コラム

Vol.64 評価制度のマネジメント・人材育成機能を強化する方法

2015/11/12

Index

  1. 評価制度のマネジメント・人材育成機能を強化する方法

評価制度のマネジメント・人材育成機能を強化する方法

最近は年に10件以上の評価者研修を実施しており、ここ1年で一番整理されたのが評価制度にかかわることです。評価の機能は、処遇の決定だけではなく、「マネジメントの定着」と「人材育成の促進」とは理解しているものの、実際に現場でその機能を発揮できている会社は少ないと思います。今日は、評価をマネジメント・人材育成の側面から機能させるための方法についてお伝えします。

評価者研修を実施する時期は、3~4月など業務のピークの時期が多いです。評価者研修の開催にあたり、人事担当者の挨拶は「お忙しい時期に申し訳ございませんが…」という謝罪からスタートすることが多いです。そのような状況で、ずっとやらされ感なく効果的な評価者研修を開発すべく力を注いできました。

その結果、受講者からのアンケートには、
・今まで受講した研修の中で最も楽しくためになった研修であった。
・面談は聴く事が大切だと改めて認識した。
・自分を内省することができた。
・フィードバックの演習が面白かった。
・時間が長かったが内容が充実していた。
・前回受講した管理職研修より納得感があった。
・参加型であきることなく研修を受けられた。
など評価をいただけるようになりました。

本日は、評価制度のマネジメント・人材育成機能を強化し、評価者研修を主体的に参加してもらう方法をお伝えします。

まず、評価者に伝えているのは、評価には「絶対評価」と「相対評価」が存在するということです。絶対評価とは、客観的基準(絶対基準)に基づいて、優れているか?劣っているか?の評価を決定する方式のこと。相対評価とは、被評価者が属する母集団のなかで成績順に序列をつけ、その中の相対的な位置において、優れているか?劣っているか?の評価を決定する方式のこと。評価制度において、この絶対評価と相対評価をはっきり区別することが大切だと言っています。

結論から言うと、「一次評価者には報酬を決定する権限はない。仕事と人材育成のPDCAをしっかり回すことに注力して欲しい」と説明しています。現場は、目標管理や行動評価をする以上、必ず絶対評価で運営します。
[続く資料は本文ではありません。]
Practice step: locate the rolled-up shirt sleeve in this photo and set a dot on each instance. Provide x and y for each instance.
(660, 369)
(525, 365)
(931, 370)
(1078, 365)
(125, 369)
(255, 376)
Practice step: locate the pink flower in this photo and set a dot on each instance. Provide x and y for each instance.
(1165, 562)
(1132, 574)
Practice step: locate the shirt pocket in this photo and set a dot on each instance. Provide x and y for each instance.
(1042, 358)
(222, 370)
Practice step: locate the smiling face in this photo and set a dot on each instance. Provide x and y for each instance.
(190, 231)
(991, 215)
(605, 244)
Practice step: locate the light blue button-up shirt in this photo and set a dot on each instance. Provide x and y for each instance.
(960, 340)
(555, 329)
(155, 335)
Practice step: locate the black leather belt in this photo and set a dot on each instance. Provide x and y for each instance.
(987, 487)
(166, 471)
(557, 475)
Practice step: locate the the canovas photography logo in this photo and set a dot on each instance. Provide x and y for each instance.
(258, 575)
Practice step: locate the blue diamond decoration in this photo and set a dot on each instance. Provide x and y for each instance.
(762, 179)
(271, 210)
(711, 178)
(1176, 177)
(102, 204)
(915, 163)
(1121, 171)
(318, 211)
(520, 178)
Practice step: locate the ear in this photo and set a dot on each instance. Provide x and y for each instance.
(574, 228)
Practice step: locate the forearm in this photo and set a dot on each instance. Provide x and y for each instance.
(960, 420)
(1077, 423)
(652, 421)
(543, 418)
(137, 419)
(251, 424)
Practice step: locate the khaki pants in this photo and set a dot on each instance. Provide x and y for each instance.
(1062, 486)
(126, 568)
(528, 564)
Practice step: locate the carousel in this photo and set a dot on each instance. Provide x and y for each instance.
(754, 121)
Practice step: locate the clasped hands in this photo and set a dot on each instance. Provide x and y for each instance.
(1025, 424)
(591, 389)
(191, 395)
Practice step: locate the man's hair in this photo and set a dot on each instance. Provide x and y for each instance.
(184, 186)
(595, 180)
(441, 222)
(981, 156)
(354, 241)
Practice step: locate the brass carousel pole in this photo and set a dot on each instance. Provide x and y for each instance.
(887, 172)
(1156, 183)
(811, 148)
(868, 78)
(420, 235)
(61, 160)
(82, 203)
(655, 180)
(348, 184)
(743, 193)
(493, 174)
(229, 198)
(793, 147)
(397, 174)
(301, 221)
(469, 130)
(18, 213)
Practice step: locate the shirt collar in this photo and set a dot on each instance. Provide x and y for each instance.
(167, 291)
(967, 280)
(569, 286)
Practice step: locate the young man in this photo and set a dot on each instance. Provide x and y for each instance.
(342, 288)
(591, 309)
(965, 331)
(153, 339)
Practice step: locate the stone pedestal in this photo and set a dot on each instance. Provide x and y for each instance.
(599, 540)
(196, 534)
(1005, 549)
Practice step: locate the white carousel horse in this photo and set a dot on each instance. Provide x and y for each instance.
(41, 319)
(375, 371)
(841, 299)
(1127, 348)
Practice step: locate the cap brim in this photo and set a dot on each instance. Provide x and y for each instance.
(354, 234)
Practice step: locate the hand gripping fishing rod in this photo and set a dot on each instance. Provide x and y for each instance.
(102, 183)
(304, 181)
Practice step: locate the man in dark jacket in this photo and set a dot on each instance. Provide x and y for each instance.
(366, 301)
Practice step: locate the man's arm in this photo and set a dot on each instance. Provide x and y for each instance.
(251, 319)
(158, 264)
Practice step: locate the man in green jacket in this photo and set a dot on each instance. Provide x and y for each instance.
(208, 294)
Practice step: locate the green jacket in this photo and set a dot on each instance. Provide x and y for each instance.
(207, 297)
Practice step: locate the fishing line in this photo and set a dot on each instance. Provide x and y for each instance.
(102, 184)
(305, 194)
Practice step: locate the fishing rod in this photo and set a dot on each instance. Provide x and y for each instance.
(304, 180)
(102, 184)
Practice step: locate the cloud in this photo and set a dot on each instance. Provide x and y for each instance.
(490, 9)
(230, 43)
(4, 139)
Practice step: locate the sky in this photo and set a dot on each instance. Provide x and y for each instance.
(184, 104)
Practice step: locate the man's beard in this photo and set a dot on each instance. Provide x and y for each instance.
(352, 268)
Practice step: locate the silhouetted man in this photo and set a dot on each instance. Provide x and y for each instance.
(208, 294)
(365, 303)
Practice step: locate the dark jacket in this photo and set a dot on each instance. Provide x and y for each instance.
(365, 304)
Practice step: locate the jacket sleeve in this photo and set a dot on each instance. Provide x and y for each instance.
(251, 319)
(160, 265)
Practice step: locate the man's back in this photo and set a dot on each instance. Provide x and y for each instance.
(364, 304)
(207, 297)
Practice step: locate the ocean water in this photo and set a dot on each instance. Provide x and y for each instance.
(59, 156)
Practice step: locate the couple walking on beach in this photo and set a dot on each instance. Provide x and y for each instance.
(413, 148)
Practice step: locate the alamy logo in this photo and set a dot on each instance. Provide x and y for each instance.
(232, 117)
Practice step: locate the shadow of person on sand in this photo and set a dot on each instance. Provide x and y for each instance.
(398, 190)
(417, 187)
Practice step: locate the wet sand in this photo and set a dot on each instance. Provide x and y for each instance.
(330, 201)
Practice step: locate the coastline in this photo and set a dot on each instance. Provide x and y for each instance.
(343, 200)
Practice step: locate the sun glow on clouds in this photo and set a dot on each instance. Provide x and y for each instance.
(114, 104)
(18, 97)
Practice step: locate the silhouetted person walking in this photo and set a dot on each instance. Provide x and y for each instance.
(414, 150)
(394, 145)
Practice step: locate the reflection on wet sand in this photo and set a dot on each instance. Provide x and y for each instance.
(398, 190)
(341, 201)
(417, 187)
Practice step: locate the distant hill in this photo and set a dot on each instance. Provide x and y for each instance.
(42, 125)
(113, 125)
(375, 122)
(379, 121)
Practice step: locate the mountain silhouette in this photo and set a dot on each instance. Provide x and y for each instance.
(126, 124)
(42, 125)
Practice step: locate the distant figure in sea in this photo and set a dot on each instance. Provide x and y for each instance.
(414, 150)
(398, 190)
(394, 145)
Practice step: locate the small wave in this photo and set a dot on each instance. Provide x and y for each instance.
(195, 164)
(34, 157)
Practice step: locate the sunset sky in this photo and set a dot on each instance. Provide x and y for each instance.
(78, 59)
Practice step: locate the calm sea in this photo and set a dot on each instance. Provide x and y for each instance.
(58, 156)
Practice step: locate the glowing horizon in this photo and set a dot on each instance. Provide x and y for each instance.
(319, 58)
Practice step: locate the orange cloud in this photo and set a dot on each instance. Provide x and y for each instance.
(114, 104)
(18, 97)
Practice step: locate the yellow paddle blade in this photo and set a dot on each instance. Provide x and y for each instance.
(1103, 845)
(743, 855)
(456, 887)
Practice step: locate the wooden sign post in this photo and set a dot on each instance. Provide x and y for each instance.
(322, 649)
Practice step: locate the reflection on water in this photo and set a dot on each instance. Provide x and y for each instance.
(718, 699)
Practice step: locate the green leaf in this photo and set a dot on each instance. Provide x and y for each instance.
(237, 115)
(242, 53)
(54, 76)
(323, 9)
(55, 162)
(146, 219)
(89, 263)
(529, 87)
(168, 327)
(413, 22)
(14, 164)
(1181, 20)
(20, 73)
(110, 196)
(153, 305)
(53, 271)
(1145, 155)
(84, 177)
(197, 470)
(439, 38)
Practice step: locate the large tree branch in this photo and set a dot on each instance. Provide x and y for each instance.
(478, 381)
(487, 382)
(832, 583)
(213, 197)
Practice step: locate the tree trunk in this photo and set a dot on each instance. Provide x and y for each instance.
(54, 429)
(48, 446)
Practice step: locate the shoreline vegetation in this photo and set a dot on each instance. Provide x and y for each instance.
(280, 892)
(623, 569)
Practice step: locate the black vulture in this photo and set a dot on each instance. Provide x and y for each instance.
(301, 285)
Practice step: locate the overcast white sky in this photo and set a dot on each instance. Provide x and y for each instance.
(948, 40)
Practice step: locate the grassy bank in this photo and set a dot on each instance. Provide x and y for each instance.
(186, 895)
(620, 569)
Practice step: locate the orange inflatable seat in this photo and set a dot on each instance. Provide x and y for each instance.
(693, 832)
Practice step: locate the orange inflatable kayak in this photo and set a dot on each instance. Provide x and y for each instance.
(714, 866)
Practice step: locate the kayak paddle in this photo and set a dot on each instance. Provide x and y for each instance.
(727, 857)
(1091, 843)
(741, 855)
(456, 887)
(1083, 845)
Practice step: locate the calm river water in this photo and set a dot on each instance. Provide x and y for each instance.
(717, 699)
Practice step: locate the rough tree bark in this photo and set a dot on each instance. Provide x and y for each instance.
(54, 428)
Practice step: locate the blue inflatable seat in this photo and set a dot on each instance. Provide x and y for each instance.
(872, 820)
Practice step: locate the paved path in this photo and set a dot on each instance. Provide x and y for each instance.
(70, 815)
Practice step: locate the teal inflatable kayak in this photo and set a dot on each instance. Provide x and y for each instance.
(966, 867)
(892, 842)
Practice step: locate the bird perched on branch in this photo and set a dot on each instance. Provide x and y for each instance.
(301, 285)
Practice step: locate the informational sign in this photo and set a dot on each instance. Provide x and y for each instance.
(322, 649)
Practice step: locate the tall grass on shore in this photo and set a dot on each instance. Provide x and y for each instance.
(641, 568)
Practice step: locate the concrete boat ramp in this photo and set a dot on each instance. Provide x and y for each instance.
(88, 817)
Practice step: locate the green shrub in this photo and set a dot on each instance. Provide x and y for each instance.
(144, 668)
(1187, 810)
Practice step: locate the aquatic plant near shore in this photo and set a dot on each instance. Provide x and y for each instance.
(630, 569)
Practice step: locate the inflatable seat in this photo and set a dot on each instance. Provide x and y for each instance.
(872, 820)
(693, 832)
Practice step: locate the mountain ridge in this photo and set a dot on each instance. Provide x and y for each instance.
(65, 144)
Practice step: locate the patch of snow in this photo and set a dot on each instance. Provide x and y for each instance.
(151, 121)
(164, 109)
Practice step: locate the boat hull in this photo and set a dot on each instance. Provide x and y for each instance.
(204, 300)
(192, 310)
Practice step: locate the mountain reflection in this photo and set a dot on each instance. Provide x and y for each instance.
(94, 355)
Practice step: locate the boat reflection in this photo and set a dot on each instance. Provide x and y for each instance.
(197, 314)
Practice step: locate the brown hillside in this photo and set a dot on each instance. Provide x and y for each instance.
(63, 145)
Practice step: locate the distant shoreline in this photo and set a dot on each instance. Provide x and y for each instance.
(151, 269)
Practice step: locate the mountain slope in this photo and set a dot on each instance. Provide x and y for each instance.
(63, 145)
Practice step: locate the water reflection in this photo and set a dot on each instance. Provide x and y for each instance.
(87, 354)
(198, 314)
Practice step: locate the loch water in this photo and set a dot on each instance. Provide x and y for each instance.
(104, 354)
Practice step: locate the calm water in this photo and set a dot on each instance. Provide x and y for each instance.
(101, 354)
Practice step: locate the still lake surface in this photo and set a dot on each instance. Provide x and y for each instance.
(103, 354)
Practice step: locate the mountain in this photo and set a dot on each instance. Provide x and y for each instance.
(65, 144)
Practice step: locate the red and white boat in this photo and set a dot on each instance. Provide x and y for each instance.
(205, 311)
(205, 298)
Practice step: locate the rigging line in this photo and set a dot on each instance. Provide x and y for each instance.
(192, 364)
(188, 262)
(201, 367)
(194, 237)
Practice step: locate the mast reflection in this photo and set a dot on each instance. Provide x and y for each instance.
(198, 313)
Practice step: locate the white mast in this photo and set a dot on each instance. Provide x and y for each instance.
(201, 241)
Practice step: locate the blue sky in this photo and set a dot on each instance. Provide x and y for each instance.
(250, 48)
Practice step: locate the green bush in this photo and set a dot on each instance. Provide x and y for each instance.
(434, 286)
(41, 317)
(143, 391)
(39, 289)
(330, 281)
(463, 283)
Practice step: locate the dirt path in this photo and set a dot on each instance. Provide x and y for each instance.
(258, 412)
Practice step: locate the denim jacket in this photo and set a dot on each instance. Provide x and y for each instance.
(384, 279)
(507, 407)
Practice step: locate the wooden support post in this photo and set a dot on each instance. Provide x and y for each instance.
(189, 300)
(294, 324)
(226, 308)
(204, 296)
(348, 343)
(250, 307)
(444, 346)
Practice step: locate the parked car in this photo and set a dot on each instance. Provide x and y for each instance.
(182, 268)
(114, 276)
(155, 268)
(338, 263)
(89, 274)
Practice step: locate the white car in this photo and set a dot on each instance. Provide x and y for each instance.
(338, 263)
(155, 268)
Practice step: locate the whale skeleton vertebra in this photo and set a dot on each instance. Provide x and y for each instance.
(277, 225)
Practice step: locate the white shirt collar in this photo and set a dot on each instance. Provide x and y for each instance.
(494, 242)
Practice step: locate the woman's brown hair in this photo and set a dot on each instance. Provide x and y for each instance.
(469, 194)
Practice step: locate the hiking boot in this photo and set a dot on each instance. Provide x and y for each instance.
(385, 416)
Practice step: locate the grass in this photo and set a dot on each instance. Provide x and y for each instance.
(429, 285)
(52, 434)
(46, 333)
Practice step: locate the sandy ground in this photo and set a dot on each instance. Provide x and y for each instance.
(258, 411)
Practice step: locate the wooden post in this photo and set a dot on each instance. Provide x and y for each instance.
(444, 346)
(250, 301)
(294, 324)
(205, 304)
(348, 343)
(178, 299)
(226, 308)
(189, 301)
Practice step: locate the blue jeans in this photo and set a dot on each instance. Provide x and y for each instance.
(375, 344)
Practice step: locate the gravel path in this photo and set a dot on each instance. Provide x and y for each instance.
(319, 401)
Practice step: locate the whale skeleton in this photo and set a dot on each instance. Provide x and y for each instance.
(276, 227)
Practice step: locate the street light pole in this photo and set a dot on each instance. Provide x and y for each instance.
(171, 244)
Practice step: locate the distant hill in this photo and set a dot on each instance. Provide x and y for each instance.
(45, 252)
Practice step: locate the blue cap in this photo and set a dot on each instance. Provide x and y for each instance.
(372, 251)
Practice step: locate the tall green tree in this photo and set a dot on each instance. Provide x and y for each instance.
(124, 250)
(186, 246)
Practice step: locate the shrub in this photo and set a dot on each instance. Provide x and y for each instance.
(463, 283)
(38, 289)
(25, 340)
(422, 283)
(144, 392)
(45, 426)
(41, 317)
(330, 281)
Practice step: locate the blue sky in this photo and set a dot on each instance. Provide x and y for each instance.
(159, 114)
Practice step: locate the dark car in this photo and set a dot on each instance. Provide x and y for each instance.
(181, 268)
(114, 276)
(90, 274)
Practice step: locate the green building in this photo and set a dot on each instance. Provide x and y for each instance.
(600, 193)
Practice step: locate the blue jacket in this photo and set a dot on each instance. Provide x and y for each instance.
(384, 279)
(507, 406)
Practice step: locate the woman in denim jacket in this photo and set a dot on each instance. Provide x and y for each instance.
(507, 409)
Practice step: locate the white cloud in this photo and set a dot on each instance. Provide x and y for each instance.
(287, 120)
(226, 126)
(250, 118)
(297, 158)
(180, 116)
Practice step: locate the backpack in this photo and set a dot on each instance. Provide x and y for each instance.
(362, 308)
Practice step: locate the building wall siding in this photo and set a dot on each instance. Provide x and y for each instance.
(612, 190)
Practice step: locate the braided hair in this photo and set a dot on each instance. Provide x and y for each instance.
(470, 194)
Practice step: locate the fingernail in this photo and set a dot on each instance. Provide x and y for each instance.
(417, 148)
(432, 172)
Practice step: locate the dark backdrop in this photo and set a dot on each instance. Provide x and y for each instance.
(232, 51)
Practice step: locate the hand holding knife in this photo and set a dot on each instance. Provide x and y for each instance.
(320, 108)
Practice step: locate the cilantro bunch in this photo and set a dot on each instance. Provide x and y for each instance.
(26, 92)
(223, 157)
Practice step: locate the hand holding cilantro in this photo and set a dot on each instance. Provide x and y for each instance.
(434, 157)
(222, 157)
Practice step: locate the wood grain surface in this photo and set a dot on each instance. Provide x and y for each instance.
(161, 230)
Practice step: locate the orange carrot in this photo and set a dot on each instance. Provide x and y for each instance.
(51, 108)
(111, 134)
そういった意味で、評価者は期首に上司の仕事と成長の期待値を示し、その期待値より上回ったら良い評価、下回ったら悪い評価をつけるだけです。ものすごくシンプルなのです。

一方で、マネジメント・人材育成とは部下が期待値を下回りそうだったら、期待以上に行動を変えるようにフォローすることが評価者の役割だと説明しています。つまり、期末には部下全員が期待値を超える状態を作るのが評価者の役割だと説明しています。

しかし、人件費には予算があり、組織もポスト管理しているために、経営的側面・人事的側面では相対評価で運営しないといけません。つまり、現場の絶対評価をどこかで相対化する必要があります。それを隠すことなく、ここで相対化すると評価者にも被評価者にもOPENにします。これが評価の納得感につながります。被評価者にも、それを理解させることにより、現場での絶対評価と、相対した評価は異なることもあると言っています。つまり、マネジメント・人材育成機能は絶対評価で運営し、報酬を決める評価は相対評価で運営すると伝えます。

そして、評価者研修では、マネジメントと人材育成に特化して話をしています。目標設定は、本人へ仕事の期待値・成長の期待値を伝え、それを本人が理解しているのかを確かめるのが目標設定面談だと説明しています。評価は、その期待値に対して、成果・行動が上回ったのか、下回ったのか、お互いに認識合わせだと説明しています。フィードバックは、お互いに評価の認識があっていない場合は、それを補正する場だと説明しています。面談を通して、部下だけではなく上司が現状を認識することで、双方の育成が図れると説明します。

このあたりの具体的な内容は、来年の5月に書籍として出版したいと考えています(先日企画が通りました)。お楽しみに!